Novos cordéis de Moisés Monteiro de Melo Neto

 


Mychel Arthur Martins França

 (Universidade Estadual de Alagoas)

 

 

 No CORDEL DA COMPADECIDA 2, Moisés “continua” o enredo da peça de Ariano Suassuna, que já tomara emprestado o(s) “mote” (s) a 3 cordéis nordestinos. Desta vez João Grilo quer ajudar o amigo chico a se casar, mas o Diabo anda de olho neles e vai colocar os dois em encrenca.





1 Agora vou lhe contar

Você já ouviu uma vez

Coisas da Compadecida

Mãe nossa, todos vocês

São coisas de chorar muito

De sorrir, também. Não crês?

 

2 Nós aqui temos certeza

De cordel, ouviu falar?

Livro bom, de toda gente

Dele não vou me afastar

Pois me deram a missão

Do livreto propagar

 

3 Inspiração é uma coisa

Que está em todo lugar

Difícil é corrigir

Tanto foieto apurar

Esse me veio de açoite

Num dia de festejar

 

4 Coisas da Compadecida

Disso eu vou escrever

Sobre um tal de Malasartes

Nordeste de num se crer

Começo logo dizendo

Um João Grilo pode ser

 

5 Mas né não assombração

O homi tornou a viver

Está aqui o número dois

Dessa história para ler

Depois que a Compadecida

Que a TV fez reviver

 

6 Eram três cordéis, então

Ariano assim juntou

Num tecido fabuloso

Que o paraibano criou

Vem aí uma homenagem

Três, primeiro, e o que findou

 

7 Digo logo, minha gente

Leia o que vem depois

É a tal Compadecida

Agora volume dois

Pensou que tinha acabado?

Se enganou, e apois?

 

8 Viche, vote, arrebite

Vou contar, o que veio após

De Malasarte à vida voltar

Grilo cê conhece, sem nós

O bicho mentia tanto

Era mais duro que nós

 

Moisés imaginou esse cordel, segundo nos declarou, ao fazer compras no mercado. Chegando em casa gravou tudo em áudio e no dia seguinte transcreveu e formatou o cordel. Levou a 2 repentistas que o escutaram com atenção e musicaram parte dele; tal encontro se deu na Praça do Marco Zero do Recife.

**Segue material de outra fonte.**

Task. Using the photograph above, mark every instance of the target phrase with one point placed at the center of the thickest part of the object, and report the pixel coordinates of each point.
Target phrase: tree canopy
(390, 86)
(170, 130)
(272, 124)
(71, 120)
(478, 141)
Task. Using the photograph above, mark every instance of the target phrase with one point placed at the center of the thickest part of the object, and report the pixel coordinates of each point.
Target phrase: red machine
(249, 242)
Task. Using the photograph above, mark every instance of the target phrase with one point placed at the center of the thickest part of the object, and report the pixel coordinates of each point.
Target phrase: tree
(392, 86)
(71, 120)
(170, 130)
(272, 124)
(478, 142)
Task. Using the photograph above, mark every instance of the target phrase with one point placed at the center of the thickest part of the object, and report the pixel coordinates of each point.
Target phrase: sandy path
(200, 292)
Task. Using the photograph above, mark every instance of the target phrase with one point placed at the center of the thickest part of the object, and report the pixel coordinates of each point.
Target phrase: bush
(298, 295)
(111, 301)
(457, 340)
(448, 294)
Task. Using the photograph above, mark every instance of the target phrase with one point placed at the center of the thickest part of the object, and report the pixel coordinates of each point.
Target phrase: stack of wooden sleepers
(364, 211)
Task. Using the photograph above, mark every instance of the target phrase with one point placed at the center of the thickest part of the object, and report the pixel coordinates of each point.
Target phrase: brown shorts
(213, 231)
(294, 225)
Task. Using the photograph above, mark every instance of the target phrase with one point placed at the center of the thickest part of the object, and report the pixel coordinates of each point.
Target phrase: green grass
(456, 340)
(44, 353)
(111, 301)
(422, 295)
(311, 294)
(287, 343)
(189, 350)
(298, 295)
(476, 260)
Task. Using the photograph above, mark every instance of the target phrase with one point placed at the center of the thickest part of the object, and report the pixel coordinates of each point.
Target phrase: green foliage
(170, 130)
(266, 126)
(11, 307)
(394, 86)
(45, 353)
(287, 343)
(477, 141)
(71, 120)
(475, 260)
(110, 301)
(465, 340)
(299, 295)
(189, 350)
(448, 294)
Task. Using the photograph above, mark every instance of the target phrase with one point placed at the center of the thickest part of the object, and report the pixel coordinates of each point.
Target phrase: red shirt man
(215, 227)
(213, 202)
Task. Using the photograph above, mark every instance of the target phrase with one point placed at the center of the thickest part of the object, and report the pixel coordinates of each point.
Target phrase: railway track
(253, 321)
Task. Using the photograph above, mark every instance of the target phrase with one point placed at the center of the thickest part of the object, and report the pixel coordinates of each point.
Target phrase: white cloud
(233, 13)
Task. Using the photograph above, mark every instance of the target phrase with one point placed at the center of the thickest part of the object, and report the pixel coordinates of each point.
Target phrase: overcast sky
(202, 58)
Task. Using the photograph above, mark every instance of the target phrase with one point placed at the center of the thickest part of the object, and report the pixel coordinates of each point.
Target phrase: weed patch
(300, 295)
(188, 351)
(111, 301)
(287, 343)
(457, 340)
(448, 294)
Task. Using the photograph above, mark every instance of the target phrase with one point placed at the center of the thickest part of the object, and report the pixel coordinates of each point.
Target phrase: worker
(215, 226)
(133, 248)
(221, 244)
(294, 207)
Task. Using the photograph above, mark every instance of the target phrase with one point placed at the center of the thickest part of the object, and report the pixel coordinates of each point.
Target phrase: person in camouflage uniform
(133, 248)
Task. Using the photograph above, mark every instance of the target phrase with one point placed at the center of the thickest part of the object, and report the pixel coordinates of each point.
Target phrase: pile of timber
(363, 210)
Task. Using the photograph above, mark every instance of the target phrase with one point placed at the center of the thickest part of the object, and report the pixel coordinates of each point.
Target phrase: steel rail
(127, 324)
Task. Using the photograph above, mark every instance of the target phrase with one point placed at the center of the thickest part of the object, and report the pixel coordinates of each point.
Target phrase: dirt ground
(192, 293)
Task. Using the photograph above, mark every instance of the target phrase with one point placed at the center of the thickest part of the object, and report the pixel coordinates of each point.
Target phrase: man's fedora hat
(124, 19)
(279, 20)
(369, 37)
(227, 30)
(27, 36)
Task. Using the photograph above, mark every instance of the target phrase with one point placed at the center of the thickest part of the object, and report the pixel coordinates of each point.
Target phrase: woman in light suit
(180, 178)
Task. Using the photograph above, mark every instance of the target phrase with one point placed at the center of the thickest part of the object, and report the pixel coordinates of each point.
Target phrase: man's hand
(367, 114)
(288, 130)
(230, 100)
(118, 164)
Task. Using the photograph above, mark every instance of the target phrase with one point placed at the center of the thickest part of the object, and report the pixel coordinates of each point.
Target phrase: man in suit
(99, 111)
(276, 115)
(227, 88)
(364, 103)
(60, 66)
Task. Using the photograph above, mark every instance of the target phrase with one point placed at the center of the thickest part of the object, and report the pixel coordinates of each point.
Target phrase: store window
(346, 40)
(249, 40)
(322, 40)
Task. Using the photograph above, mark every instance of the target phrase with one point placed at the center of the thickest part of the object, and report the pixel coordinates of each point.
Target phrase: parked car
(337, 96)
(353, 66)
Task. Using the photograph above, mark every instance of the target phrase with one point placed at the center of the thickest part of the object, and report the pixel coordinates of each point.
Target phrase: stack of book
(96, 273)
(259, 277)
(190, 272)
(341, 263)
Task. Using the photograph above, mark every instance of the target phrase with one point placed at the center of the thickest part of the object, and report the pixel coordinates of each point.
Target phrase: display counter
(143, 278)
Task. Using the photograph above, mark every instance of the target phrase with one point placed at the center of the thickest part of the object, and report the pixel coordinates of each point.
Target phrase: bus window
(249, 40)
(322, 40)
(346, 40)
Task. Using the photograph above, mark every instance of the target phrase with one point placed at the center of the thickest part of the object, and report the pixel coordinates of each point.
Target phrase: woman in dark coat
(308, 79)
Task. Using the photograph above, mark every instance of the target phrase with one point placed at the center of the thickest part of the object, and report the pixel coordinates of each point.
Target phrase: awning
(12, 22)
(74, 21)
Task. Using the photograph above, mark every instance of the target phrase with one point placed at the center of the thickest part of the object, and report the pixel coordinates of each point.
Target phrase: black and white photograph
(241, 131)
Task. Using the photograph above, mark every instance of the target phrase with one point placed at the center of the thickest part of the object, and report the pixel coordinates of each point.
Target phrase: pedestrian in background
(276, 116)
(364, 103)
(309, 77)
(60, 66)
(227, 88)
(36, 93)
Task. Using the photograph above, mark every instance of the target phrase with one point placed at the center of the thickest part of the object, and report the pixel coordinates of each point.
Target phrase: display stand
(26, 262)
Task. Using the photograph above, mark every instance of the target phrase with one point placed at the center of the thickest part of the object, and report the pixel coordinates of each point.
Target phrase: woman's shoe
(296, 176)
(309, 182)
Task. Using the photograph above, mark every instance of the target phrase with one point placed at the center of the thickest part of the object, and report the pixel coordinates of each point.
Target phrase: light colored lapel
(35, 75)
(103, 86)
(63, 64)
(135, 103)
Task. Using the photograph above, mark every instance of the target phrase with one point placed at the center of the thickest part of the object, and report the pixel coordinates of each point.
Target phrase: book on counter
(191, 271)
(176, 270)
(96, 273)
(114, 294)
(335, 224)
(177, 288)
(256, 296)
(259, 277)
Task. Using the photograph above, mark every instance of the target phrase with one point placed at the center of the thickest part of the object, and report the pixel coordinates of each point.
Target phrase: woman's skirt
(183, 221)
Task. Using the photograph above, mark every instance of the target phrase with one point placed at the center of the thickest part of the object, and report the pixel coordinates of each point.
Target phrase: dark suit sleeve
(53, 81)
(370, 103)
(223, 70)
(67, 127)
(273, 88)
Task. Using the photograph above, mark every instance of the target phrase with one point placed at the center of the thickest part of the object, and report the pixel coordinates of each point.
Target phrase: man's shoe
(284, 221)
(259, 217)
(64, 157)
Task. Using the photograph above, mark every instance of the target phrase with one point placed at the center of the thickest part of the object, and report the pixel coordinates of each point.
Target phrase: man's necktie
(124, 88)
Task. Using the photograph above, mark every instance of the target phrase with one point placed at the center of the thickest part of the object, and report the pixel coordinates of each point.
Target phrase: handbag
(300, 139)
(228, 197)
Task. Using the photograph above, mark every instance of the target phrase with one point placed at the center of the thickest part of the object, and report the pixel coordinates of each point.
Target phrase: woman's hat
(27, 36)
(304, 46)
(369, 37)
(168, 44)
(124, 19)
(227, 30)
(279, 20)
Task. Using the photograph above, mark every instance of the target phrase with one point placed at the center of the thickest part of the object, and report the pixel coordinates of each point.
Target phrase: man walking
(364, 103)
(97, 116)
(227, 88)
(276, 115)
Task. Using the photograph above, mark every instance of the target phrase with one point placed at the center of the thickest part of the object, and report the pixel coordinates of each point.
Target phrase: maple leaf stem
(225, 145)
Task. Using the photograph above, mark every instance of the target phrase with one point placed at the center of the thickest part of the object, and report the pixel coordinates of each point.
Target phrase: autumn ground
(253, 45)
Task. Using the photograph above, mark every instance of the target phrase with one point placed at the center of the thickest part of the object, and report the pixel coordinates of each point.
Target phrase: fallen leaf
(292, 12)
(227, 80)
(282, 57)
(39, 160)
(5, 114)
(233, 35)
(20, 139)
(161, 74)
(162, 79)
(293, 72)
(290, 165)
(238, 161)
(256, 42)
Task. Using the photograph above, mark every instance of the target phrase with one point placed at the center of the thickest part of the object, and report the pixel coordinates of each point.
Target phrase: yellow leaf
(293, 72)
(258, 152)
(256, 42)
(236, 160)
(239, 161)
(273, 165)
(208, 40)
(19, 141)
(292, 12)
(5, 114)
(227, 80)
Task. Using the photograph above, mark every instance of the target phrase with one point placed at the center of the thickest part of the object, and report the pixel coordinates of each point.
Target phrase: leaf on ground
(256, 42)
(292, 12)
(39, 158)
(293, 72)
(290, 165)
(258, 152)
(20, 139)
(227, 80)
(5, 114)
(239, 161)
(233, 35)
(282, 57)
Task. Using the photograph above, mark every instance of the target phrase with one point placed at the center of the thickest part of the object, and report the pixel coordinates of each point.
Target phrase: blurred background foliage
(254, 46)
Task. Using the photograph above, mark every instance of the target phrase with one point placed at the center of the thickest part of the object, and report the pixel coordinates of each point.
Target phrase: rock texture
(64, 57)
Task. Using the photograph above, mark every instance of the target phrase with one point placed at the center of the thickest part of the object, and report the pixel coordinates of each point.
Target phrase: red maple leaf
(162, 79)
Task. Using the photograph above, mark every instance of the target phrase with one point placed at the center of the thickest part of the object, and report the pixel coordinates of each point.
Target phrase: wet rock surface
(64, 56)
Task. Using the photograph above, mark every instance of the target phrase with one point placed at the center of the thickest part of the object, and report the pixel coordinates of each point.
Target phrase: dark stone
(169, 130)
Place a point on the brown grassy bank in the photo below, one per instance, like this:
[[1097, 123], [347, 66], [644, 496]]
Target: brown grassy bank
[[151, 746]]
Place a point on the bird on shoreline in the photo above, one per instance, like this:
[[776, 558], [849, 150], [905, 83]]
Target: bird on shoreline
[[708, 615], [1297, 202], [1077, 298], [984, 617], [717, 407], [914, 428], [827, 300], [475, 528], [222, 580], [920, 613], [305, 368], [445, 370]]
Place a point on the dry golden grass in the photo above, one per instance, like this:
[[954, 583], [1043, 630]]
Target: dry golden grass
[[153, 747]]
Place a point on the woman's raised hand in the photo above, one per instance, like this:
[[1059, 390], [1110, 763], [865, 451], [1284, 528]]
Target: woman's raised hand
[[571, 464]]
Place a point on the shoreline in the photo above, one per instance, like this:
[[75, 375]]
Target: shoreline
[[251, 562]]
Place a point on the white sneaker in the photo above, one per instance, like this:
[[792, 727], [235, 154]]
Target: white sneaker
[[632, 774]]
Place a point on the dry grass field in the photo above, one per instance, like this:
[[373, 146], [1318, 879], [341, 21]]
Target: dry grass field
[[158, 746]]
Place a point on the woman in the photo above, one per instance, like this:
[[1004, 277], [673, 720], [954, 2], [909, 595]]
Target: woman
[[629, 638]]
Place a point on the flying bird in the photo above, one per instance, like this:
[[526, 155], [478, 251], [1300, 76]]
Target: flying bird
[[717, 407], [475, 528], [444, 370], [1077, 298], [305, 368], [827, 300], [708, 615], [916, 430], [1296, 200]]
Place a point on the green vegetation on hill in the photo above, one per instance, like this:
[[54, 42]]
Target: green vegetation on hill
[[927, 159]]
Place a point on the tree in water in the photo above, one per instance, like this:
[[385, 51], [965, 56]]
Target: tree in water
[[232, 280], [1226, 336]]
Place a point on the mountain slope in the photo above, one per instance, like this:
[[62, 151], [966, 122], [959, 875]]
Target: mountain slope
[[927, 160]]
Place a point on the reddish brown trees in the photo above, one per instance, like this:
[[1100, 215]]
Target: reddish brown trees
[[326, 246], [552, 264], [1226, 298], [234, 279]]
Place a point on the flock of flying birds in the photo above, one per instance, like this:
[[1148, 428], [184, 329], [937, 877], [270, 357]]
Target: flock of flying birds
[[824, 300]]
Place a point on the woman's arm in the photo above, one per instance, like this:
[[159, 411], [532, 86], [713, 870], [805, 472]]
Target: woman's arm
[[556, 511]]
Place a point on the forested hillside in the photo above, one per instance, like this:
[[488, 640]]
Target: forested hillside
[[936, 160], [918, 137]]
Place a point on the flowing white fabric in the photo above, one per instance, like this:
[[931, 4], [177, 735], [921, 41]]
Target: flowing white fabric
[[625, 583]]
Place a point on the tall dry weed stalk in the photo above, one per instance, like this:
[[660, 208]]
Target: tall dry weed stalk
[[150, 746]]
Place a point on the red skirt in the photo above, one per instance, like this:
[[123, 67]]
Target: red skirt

  No cordel SHERLOCK E O CÃO DOS BASKERVILLES, o nosso cordelista enfatiza, mais uma vez o principal viés da sua vasta obra cordelística: temas um tanto quanto inusitados na área. Desta vez a literatura de língua inglesa, como fez com O Gato Preto, de Edgar Allan Poe. Neste caso faz tributo a Doyle, analisando em cordel o romance mais famoso do cultuado autor. Como sempre Moisés trabalha com sextilhas em redondilha maior e rima nos versos pares. Notem como nas estrofes finais o olhar do autor se acentua:

 

21 O detetive se escondeu

No pântano, que rebuliço

Era astúcia do biólogo

Ou mesmo um tal feitiço?

Proteger Henry do pior

Era esse o compromisso

 

22 Numa noite de lua e neblina

Tudo então se esclareceu

Biólogo mata homem errado

Aí se comprometeu

Amarrou sua mulher

E nela muito bateu

 

23 Atraiu Henry, pra matá-lo

O truque com o cão era tal

Pintou o bicho em fosforescente

Para aspecto fatal

assim tinha matado o tio

com o sobrinho seria igual

 

24 Sherlock frustrou-lhe os planos

Matando o cão danado

E o biólogo maluco

Ao fugir morre afogado

Mais um caso resolvido

e documento arquivado.

 

CORDEL DAS FAMÍLIAS BELLI E MONTEIRO DE MELO, aqui o Prof. Dr. Moisés faz a biografia, retrata parte da sua árvore genealógica, a raiz ítalo-indígena. Seu bisavô materno veio de Nápoles, mascateou na Paraíba e enriqueceu a ponto de comprar uma ilha fluvial em Cabedelo, tornar-se vice-cônsul, são histórias surpreendentes como a da tia Carmela, que recebia espíritos, tocava piano na tal ilha, e também a do tio-avô Osíris de Belli. Já o seu avô paterno, barbeiro, poeta e músico, era indígena; iniciou Moisés na arte dos versos.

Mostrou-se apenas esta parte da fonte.